Now that we have a project API key with credits, we can go ahead and prepare for the API interaction. 

## Install Required Libraries
To interact with the OpenAI API, we need to install three packages. 
* [openai](https://pypi.org/project/openai/)

The OpenAI Python library provides convenient access to the OpenAI API from applications written in the Python language. 

* [python-dotenv](https://pypi.org/project/python-dotenv/)

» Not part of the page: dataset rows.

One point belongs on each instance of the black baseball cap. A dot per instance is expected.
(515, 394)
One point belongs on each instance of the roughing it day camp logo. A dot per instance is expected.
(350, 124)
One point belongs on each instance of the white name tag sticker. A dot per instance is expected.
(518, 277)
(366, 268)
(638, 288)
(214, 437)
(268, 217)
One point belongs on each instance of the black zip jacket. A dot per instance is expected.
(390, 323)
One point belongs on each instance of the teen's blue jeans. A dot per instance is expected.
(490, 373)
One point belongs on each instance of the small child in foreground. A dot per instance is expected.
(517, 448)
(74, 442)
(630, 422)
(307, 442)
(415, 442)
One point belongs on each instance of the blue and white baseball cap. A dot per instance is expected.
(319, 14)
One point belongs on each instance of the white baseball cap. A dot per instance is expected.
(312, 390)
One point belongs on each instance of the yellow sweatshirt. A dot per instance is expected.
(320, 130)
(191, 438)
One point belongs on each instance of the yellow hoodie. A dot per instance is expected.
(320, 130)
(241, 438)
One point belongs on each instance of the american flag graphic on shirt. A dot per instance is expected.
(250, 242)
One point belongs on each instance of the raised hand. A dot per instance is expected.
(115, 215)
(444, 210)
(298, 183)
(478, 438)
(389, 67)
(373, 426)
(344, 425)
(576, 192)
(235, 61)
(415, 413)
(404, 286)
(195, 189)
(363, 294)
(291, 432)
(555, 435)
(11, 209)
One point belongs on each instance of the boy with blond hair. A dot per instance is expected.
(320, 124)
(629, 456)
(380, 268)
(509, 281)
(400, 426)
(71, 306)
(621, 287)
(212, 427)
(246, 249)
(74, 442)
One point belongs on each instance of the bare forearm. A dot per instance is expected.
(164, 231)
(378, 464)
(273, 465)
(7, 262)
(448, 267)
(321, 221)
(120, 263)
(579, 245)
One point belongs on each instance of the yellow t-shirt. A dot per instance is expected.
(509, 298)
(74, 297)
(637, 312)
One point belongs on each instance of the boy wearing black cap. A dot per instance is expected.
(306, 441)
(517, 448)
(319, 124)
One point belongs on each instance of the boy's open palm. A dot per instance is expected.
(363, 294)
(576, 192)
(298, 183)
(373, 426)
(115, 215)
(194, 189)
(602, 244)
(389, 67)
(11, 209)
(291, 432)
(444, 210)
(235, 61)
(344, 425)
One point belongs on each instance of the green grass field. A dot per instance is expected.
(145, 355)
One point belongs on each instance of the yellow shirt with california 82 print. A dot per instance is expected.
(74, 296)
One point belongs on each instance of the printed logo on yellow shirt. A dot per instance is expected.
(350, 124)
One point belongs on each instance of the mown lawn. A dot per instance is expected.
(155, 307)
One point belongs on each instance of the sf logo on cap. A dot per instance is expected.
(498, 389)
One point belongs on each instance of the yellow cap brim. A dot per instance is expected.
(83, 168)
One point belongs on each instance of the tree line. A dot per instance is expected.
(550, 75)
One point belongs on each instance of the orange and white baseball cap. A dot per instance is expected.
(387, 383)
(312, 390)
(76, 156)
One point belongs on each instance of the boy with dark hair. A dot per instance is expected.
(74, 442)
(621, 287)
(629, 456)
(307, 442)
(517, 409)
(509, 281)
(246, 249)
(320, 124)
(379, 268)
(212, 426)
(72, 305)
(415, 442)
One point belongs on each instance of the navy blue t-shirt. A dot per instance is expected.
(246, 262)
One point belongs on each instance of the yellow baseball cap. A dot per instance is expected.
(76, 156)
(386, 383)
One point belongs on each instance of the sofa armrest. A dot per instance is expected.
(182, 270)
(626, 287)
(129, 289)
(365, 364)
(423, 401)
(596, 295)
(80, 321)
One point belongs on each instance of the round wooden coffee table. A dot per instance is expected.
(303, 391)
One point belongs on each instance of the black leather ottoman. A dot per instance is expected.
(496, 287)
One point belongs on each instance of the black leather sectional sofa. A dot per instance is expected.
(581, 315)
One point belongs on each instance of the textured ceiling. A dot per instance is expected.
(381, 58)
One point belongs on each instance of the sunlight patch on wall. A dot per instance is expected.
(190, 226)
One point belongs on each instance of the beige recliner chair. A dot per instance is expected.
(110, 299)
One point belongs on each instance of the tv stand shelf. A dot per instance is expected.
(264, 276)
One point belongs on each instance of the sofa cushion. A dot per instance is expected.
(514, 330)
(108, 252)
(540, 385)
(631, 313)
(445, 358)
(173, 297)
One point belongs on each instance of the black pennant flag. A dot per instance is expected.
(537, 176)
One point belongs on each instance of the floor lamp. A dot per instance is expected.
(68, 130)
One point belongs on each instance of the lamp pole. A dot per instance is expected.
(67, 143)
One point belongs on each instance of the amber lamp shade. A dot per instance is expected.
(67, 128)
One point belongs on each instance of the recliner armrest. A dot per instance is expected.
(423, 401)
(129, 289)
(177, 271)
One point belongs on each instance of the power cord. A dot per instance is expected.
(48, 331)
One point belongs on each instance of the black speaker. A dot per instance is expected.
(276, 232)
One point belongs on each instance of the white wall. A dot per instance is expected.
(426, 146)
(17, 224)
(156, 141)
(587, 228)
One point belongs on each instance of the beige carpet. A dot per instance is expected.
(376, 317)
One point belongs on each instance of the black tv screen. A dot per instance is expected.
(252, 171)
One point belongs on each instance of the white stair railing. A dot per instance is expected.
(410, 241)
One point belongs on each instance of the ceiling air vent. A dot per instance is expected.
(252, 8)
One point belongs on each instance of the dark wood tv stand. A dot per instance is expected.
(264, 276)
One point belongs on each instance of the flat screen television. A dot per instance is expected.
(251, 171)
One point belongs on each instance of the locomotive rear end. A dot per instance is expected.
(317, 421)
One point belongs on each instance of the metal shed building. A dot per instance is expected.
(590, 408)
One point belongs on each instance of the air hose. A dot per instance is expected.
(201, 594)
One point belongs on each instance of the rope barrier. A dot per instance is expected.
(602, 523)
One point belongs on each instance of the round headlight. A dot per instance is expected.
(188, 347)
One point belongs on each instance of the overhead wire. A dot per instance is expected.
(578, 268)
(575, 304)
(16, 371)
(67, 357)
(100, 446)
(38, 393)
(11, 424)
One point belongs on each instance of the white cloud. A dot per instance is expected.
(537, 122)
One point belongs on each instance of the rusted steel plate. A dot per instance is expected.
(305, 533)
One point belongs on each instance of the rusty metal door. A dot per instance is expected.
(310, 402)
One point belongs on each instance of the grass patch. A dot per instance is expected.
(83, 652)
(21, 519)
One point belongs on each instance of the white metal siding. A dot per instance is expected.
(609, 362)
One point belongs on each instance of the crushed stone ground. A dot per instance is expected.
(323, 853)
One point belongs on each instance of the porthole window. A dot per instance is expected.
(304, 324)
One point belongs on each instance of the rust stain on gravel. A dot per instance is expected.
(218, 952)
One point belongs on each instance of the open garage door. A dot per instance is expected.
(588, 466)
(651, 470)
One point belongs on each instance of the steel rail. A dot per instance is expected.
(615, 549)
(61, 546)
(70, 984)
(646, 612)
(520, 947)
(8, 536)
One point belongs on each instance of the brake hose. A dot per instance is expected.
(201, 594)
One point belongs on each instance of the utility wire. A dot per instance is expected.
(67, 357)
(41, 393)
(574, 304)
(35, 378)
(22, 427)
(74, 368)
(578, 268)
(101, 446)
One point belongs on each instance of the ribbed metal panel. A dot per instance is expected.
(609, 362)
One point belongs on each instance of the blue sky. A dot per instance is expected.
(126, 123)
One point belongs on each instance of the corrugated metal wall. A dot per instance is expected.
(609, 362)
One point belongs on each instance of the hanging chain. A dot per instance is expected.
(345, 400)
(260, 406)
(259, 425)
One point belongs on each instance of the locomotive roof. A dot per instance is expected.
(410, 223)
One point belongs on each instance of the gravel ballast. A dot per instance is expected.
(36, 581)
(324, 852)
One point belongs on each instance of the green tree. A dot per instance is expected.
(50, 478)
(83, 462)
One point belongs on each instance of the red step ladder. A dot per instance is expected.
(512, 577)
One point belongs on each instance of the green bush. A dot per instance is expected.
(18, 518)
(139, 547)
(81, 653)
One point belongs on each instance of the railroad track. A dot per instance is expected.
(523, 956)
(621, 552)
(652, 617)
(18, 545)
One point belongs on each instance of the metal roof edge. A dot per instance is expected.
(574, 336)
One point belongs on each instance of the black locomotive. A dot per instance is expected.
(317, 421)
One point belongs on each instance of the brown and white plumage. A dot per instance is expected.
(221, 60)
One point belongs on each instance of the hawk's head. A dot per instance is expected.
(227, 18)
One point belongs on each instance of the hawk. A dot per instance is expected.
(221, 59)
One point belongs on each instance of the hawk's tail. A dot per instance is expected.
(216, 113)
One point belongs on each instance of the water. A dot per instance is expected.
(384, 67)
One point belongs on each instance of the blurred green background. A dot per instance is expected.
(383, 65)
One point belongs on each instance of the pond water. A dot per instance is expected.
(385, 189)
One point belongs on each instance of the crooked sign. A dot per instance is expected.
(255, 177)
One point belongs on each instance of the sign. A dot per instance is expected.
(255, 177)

python-dotenv reads key-value pairs from a ```.env``` file and can set them as environment variables. 


In [None]:
### Install Libraries ###
%pip install --upgrade openai python-dotenv

In [None]:
### Import Libraries ###
from openai import OpenAI # import the OpenAI class from the openai library
from dotenv import load_dotenv # to load the API key 

In [None]:
import logging

# Set the httpx logger to only show WARNING and above
logging.getLogger("httpx").setLevel(logging.WARNING)

## Set the API key
Next, we will add the API key we generated before to the ```.env``` file in our working directory. 

In [None]:
# Assign the generated API key to a variable
OPENAI_API_KEY = " "  # copy-paste the class key here

In [None]:
# write the API key into the .env file
with open(".env", "w") as f: # open the .env file in write mode
    f.write(f"OPENAI_API_KEY={OPENAI_API_KEY}") # write the API key into the file

You might be wondering, where is the ```.env``` file? Note that files with names starting with a dot '.' are invisible. If you would like to confirm that we do have a ```.env``` file in our working directory, you can use a terminal command to do that.    

In [None]:
# list all files in the working directory, including the invisible files
!ls -a

If you would like to confirm further that the API key has been written into the ```.env``` file, you can open the file and read the content in it. 

In [None]:
# read the .env file
with open(".env", "r") as f: # open the .env file
    content = f.read() # read the content in the .env file
    print(content) # print out the content 

Next time you restart this notebook kernel (or open up a new notebook), the `openai` library will read the API key directly from your `.env` file. No need to specify the `api_key=` argument in `OpenAI()`.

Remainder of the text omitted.